Изменить стиль страницы

Щербак, с трудом сдерживая дрожь в голосе, комментировал:

— Слева, интервал тридцать, дистанция семьдесят. Подходит ближе — двадцать на пятьдесят... на тридцать... Выходит на траверз, опять включил фару... Так, у крыла, интервал двадцать. Уравнял скорости, ну и летчик...

Ломтадзе, кривясь, смотрел на истребитель — и вдруг, не удержавшись, простонал:

— Люди!.. Какие люди...

Щербак быстро сказал:

— Все, командир, гляди влево — вот он!

Кучеров послушно покосился — и в первый миг испугался: опасно рядом в таком тумане, не более чем в полутора десятках метров, висел веретенообразный, будто облизанный скоростями истребитель, помаргивая ярко-зеленым глазком на консоли крыла, кажется, у самого лица; он шел плотно и устойчиво, его вела опытная и твердая рука; под смутно поблескивающим фонарем виднелась черным пятном голова пилота.

Кучеров торопливо сморгнул и, облизав губы, сосредоточился на управлении. Осторожность, теперь трижды осторожность и внимание! Нет высоты, нет маневра, нет двигателя. Малейшая, миллиметровая оплошность рулями — и конец.

И в этот момент он понял, что сил у него почти нет, что он окончательно устал. Ну-ну, держись, осталось совсем немного, совсем ерунда, соберись, сейчас от тебя потребуется все, что ты можешь, на что способен, чему научился, — держась!
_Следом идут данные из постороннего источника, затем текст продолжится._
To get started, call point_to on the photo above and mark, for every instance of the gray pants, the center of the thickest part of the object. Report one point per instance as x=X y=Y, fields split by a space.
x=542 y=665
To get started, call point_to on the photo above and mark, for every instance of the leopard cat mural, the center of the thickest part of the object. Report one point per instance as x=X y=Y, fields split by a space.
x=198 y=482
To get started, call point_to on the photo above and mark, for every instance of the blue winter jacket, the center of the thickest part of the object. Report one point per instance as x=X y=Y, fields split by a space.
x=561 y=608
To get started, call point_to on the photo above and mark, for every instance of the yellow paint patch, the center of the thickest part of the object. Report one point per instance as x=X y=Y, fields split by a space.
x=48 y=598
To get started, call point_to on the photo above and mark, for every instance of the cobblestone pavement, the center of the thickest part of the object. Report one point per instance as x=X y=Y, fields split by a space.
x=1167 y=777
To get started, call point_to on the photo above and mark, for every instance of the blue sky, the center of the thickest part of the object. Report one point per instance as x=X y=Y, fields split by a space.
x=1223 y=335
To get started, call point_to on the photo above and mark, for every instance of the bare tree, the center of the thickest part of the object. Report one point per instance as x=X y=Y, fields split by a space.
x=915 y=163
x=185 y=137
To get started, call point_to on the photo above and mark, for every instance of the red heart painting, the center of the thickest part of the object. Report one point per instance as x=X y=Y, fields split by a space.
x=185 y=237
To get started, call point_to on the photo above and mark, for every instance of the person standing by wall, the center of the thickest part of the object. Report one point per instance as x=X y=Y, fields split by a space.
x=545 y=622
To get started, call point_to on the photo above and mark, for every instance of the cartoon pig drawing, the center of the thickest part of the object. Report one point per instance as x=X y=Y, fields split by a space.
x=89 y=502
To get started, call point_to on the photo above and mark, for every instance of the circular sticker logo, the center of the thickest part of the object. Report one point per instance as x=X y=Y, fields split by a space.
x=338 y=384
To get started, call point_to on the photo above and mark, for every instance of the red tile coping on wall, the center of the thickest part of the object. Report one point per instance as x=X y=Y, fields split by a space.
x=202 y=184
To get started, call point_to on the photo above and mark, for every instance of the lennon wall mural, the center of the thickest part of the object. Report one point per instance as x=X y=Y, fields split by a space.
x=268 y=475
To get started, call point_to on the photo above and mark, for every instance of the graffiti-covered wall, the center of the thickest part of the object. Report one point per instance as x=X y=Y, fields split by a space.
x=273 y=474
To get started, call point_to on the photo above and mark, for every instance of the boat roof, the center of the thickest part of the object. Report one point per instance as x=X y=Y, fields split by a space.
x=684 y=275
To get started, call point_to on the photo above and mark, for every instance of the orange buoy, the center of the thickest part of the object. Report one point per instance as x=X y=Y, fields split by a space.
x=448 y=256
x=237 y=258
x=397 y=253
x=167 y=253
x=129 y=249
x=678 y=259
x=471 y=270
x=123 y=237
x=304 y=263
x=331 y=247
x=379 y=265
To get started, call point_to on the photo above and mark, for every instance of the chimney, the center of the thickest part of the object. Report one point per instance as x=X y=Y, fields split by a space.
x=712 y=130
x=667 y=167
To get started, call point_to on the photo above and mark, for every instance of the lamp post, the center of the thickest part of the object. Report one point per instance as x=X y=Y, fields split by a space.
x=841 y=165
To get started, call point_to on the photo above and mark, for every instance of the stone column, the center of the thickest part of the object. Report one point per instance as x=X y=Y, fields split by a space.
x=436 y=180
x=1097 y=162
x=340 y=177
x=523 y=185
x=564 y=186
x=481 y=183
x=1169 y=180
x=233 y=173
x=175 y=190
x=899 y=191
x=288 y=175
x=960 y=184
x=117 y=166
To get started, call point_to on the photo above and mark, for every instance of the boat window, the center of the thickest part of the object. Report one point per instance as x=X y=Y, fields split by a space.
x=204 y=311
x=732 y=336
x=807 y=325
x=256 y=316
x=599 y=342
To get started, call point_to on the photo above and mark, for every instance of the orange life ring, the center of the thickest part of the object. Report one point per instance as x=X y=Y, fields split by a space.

В конце концов, и это ты тоже выбрал сам!

Под острым носом «мига» погасло остро-белое сияние фары, вновь вспыхнуло. Погасло. Вспыхнуло. Пауза — и быстрое мигание пять раз подряд.

Что он хочет, что «говорит»? Два и пять...

— Командир! — встревоженно сказал Машков. — Командир, курс двадцать пять градусов?..

 

...— Да что ж ты такой непонятливый... — пробормотал полковник, рывком отер-смахнул пот и опять положил палец на кнопку фары.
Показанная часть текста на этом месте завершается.